Methods A total of 93 cancer patients were recruited from February 1, 2010 to December 12, 2012 in the First Hospital of Huai'an City Affiliated Nanjing Medical College. Those recruited were either newly diagnosed unresectable advanced biliary tract cancer patients by percutaneous liver biopsy or relapse or metastatic biliary tract cancer patients after operation. The patients were randomly divided into two groups. The first group was the study group in which the patients received chemotherapy with gemcitabine in a fixed dose rate of 10 mg/m2 per minute combined with oxaliplatin regimens. The other group was the control group in which the patients received chemotherapy with gemcitabine in a more standardized infusion within 30 min combined with oxaliplatin regimens. Each patient received four cycles, with at least two cycles of chemotherapy with GEMOX regimens every 21 d, with follow-up until death. The chemotherapeutic efficacy was evaluated. Toxicities were documented after each cycle.

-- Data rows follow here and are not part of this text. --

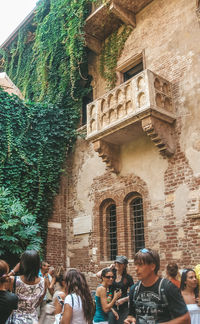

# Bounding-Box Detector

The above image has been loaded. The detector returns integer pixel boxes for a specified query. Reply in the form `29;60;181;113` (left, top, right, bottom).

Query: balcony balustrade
87;70;176;172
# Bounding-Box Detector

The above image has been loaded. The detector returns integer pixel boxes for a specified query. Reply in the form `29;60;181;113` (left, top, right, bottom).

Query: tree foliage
0;187;42;256
0;0;91;253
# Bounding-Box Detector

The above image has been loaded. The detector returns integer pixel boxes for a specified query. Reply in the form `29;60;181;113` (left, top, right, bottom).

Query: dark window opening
81;91;93;126
124;61;144;82
108;204;117;260
130;197;145;253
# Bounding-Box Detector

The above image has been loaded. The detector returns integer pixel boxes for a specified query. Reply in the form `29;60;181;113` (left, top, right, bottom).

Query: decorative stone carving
87;70;176;172
109;0;136;28
93;141;120;173
142;116;175;156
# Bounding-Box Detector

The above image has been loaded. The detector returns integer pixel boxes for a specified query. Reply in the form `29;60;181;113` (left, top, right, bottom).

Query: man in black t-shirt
124;248;190;324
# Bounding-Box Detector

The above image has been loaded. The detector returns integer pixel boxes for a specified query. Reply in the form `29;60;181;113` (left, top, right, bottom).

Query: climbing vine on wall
0;89;76;251
0;0;131;253
0;0;91;253
100;25;132;89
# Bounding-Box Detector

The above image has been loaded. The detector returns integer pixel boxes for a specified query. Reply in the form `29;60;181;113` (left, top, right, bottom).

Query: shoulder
125;273;133;284
160;278;179;292
129;280;141;295
64;293;81;308
5;291;18;305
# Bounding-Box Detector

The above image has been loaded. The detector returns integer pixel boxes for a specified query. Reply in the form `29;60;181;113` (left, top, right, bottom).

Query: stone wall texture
47;0;200;288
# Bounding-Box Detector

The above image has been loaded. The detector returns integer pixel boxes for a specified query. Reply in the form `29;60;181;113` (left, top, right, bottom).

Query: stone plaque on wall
73;216;92;235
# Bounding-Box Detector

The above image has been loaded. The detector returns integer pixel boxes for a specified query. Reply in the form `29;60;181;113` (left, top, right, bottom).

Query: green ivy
0;187;42;256
0;90;79;249
100;25;132;89
0;0;91;253
0;0;131;254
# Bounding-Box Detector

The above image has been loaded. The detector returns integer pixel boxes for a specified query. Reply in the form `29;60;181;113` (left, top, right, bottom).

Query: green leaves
0;0;90;253
0;187;42;256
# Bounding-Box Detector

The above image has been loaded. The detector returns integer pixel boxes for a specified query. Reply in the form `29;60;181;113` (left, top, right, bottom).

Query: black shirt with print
129;278;188;324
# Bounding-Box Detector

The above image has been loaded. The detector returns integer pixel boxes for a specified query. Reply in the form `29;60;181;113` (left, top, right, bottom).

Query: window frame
116;50;146;85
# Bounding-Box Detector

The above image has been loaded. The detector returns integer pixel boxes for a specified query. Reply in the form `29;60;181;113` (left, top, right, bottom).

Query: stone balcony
85;0;152;54
87;70;176;173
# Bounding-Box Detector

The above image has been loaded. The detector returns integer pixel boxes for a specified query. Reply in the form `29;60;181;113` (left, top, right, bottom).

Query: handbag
6;276;17;324
54;294;74;324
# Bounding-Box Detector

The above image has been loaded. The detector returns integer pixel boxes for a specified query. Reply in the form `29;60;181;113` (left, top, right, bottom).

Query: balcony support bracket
109;1;136;28
142;116;175;156
93;140;120;173
85;33;102;55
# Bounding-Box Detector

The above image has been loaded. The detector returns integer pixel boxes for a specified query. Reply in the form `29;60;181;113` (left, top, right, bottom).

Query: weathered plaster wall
47;0;200;280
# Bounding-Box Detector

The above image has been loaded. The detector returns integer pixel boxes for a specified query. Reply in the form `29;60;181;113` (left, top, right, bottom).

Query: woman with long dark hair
97;255;134;324
10;250;46;324
180;269;200;324
93;268;121;324
0;260;18;324
61;269;94;324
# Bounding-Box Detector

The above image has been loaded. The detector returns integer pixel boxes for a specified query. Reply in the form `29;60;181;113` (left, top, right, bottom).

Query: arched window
130;197;145;253
106;204;117;260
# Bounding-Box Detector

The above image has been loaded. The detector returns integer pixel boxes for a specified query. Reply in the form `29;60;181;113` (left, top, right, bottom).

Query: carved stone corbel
93;140;120;173
85;33;102;55
142;116;175;156
109;1;136;28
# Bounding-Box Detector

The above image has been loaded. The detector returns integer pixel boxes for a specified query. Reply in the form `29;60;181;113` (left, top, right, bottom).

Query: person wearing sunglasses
93;268;121;324
124;248;191;324
180;268;200;324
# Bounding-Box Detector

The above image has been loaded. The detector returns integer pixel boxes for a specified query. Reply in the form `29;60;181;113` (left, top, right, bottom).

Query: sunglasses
139;248;154;260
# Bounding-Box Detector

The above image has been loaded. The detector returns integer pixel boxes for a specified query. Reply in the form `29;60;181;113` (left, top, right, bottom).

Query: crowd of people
0;248;200;324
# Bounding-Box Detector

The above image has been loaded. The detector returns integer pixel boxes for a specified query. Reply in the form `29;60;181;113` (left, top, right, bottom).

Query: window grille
108;204;117;260
130;197;145;253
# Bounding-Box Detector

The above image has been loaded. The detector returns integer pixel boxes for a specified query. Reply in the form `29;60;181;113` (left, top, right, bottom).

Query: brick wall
47;0;200;287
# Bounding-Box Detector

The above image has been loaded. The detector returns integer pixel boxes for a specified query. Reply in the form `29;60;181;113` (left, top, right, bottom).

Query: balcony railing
87;70;175;172
87;70;174;139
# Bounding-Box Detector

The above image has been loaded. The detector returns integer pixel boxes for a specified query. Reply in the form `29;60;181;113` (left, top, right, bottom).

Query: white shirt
65;294;88;324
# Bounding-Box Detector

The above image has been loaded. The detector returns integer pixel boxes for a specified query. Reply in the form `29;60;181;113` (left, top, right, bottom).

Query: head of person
20;250;40;282
101;268;115;286
180;268;198;296
114;255;128;275
56;273;65;288
0;260;9;285
134;248;160;277
65;269;94;322
167;262;178;278
41;260;50;274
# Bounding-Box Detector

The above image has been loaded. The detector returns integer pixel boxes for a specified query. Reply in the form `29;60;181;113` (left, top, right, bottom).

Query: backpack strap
12;276;17;294
133;280;142;300
70;294;74;308
57;295;64;308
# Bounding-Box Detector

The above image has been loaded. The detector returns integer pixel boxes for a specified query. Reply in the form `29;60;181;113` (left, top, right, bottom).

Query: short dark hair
20;250;40;281
101;268;113;278
65;269;94;322
180;268;199;298
134;248;160;274
41;260;50;267
167;262;178;278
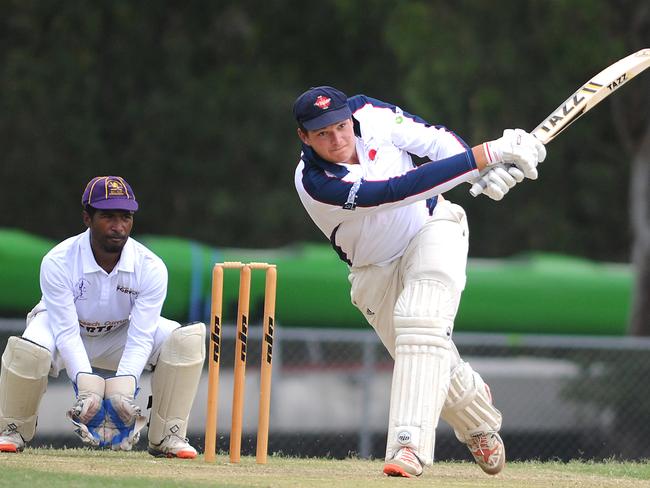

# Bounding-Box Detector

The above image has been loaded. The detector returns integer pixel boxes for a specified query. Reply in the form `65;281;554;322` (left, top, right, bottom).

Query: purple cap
81;176;138;212
293;86;352;130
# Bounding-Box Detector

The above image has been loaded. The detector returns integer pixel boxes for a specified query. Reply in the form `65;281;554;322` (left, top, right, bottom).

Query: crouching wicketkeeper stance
294;87;546;477
0;176;205;458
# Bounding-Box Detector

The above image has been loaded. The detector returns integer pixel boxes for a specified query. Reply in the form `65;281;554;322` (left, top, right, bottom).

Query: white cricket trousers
348;199;469;370
23;310;180;381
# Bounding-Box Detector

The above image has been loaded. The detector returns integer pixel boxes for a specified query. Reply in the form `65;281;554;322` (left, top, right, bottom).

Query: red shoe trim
176;450;196;459
384;464;412;478
0;442;18;452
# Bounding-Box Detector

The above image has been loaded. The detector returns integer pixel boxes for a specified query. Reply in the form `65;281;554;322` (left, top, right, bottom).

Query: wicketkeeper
0;176;205;458
293;86;546;477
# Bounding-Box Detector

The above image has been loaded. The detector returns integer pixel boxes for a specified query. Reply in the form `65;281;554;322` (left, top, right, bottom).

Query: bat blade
531;48;650;144
469;48;650;197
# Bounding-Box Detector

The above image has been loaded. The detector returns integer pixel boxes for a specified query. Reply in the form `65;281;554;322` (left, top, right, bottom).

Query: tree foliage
0;0;650;330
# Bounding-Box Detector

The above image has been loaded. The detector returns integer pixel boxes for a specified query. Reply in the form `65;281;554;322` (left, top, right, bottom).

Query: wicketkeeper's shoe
384;447;422;478
467;432;506;474
0;428;25;452
148;435;196;459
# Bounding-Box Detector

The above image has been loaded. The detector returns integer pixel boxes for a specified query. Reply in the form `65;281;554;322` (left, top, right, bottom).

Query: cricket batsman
293;86;546;477
0;176;205;458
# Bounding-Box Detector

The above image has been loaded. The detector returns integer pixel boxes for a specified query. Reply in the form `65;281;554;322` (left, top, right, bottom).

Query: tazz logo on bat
607;73;627;91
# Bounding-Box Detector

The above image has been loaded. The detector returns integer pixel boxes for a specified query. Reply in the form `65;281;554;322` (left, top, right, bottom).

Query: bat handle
469;180;487;197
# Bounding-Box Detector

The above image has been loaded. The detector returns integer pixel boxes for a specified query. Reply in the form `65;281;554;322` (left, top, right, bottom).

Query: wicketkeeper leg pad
386;280;453;465
441;361;501;444
0;337;52;441
149;322;205;445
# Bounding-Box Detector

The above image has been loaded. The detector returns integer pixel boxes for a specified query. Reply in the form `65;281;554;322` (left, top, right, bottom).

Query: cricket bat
470;48;650;196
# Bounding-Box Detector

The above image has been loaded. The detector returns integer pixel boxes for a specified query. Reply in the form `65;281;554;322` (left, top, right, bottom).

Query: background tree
0;0;650;334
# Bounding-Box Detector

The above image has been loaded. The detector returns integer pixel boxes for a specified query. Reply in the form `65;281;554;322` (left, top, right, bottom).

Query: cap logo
314;95;332;110
106;180;128;198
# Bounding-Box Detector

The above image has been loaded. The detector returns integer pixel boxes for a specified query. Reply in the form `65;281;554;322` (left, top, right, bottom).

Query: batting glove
483;129;546;180
469;163;524;201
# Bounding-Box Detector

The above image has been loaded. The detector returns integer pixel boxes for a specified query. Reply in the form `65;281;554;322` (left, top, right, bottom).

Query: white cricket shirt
295;95;479;266
40;230;167;378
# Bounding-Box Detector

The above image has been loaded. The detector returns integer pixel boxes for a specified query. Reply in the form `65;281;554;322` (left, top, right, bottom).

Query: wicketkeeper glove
104;375;147;451
66;373;105;447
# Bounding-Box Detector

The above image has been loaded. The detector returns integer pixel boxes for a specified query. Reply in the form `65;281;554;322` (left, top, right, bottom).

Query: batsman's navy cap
293;86;352;130
81;176;138;212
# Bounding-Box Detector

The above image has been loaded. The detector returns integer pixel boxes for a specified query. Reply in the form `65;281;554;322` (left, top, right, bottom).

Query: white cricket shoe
467;432;506;474
148;435;196;459
384;447;422;478
0;428;25;452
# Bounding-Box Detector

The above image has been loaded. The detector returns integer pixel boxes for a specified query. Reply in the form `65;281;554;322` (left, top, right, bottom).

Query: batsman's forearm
472;144;488;171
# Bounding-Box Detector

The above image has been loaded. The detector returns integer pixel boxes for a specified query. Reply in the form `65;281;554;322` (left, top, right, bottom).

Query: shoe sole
147;448;196;459
0;443;22;452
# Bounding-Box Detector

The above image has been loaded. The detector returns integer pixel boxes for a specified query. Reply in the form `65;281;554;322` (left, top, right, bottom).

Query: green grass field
0;449;650;488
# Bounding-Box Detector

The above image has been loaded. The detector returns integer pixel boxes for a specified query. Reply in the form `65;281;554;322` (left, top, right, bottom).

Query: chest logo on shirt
314;95;332;110
117;285;140;298
72;278;89;303
343;179;363;210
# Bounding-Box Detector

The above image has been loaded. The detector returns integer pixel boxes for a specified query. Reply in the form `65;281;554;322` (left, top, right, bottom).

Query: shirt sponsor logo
72;278;89;303
397;430;411;445
117;285;140;298
79;319;129;335
314;95;332;110
343;179;362;210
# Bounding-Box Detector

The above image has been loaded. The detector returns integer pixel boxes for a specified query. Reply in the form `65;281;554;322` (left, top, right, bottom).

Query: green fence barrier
0;229;633;335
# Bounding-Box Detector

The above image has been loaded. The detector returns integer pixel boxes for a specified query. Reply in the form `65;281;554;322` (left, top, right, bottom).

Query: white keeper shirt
40;229;167;379
295;95;479;266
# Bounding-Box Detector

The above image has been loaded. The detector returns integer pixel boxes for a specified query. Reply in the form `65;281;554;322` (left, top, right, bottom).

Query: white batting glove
469;163;524;201
66;373;104;447
103;375;147;451
483;129;546;180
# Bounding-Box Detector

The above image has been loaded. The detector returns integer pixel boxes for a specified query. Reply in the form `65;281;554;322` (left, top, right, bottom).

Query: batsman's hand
66;373;105;447
469;163;524;201
104;375;147;451
483;129;546;180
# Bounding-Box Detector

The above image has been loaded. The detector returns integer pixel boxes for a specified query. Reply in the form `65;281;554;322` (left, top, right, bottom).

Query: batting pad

Results The clinical characteristics of the two groups were well balanced before chemotherapy (P > 0.05). The response rate (RR) and clinical benefit response of the study group were higher than those of the control group (P < 0.05). The overall survival (OS) and time to progress (TTP) of the study group were longer than those of the control group (P < 0.05). With respect to adverse events, the major side effect was hematological toxicity. The rate of grade Ⅲ/Ⅳ leucocytopenia and thrombocytopenia in the study group was remarkably higher than that in the control group (P < 0.05). However, the rate of non-hematological toxicity was similar (P > 0.05).
Conclusion Gemcitabine in a fixed dose rate combined with oxaliplatin regimens is a feasible and effective scheme in treating advanced biliary tract cancer patients. RR is higher and OS and TTP are longer under this scheme. Non-hematological toxicities are also well tolerated. However, hematological toxicity is distinguished. These results guide us to be prudent in utilizing this regimen. The investigation of the value of gemcitabine in a fixed dose rate combined with oxaliplatin in treating advanced biliary tract cancer patients is worth pursuing in future clinical trials.